The football season is officially over, however that does not mean the concussion risk is gone. Yes, it will be reduced slightly, but awareness is continued and the importance of an athletic trainer is underscored more. During the winter months we will spend time blogging about the life of an athletic trainer, what I do, and what we can do for schools.
Dustin has written some about his “days in the life” and with National Athletic Training Month upon us, I thought I’d share what my current job is like as well.
Like Dustin, I am an athletic trainer working in a physical therapy clinic and providing outreach services to local high schools. I have worked a large amount of hours in the fitness centers, but I also spend a good amount of time working in the physical therapy area as well. This is in addition to being at the high school one day week plus varsity games. Now that spring season has begun (yesterday here in Illinois) things will begin to pick up; running between baseball, softball, girls’ soccer, and the occasional track practice. But I have more recently added additional responsibilities in the physical therapy clinic.
As many surely know, athletic trainers are not “billable” providers in the physical therapy setting, but in our particular clinic we are beginning to realize the benefits of having an athletic trainer available. Helping out with therapy as a “PT Aide” technically is one thing, but athletic trainers provide benefits that physical therapists do not always realize until it actually occurs. I work in a very busy PT clinic and the therapists are very hands-on and involved in each patient’s treatment. This sometimes means they are on a one-track mindset of doing everything they can for that particular patient. This is definitely good for that patient, but it does not always set up success in the “big picture.” This is where I have been utilized more and more in recent weeks.

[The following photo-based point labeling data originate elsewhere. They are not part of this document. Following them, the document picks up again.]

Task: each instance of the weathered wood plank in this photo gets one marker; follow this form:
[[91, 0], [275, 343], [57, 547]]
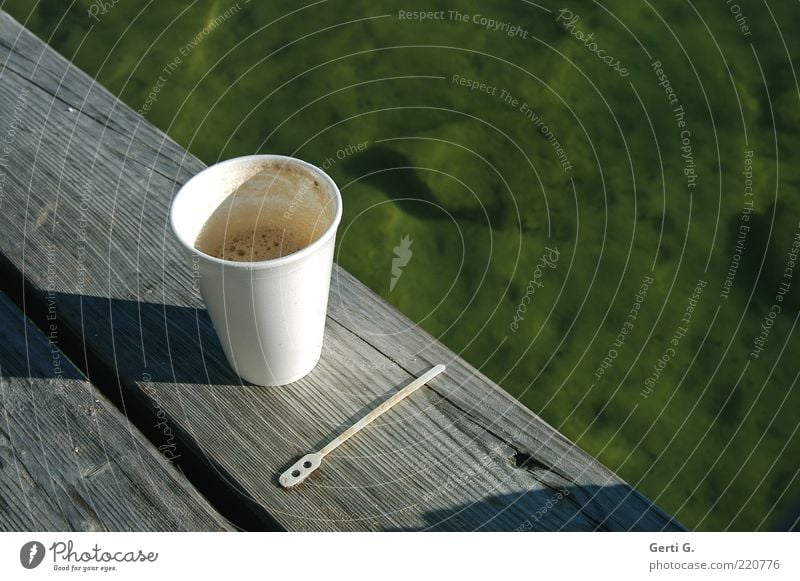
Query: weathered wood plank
[[91, 182], [68, 459]]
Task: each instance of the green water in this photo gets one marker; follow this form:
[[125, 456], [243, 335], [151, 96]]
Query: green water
[[570, 153]]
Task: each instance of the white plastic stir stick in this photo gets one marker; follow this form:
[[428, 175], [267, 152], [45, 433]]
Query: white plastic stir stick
[[310, 462]]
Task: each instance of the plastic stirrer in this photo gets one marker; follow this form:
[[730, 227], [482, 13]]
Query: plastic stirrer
[[300, 470]]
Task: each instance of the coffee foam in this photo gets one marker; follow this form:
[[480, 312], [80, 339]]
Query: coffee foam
[[278, 208]]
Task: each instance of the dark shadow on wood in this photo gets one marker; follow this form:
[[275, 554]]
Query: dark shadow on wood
[[175, 334], [538, 510]]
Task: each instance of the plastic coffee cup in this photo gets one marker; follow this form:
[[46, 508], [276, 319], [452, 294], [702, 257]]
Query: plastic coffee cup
[[269, 315]]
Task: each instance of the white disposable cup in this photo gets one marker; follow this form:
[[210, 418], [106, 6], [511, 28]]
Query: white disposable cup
[[269, 315]]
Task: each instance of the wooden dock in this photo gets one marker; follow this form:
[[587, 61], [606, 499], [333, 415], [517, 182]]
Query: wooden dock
[[121, 413]]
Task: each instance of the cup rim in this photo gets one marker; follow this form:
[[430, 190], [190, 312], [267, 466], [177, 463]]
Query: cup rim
[[329, 232]]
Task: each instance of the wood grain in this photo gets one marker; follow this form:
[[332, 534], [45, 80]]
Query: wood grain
[[84, 217], [68, 459]]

I have become largely responsible for the management of the clinic environment, in that I am helping the therapists to move patients from place to place, get things set up or broken down, and supervise the entire place so things run as smoothly as possible. We have been a busy clinic in the past and like all things in healthcare there are the ups and downs, but now we are very busy and continue to expand. The physical therapists and physical therapist assistants do not all understand the workings of a fast-paced facility and that’s where an athletic trainer becomes invaluable. Even for me, being right out of college, I am used to a fast-paced environment unlike many of my co-workers. Athletic Trainers have the ability to triage and determine priority and equipment needs. We keep the business moving along making sure our therapists are able to provide the best treatment for each patient every visit.
The athletic trainer can be used utilized in many more facets than the “traditional” setting, become aware of how the athletic trainer can help you.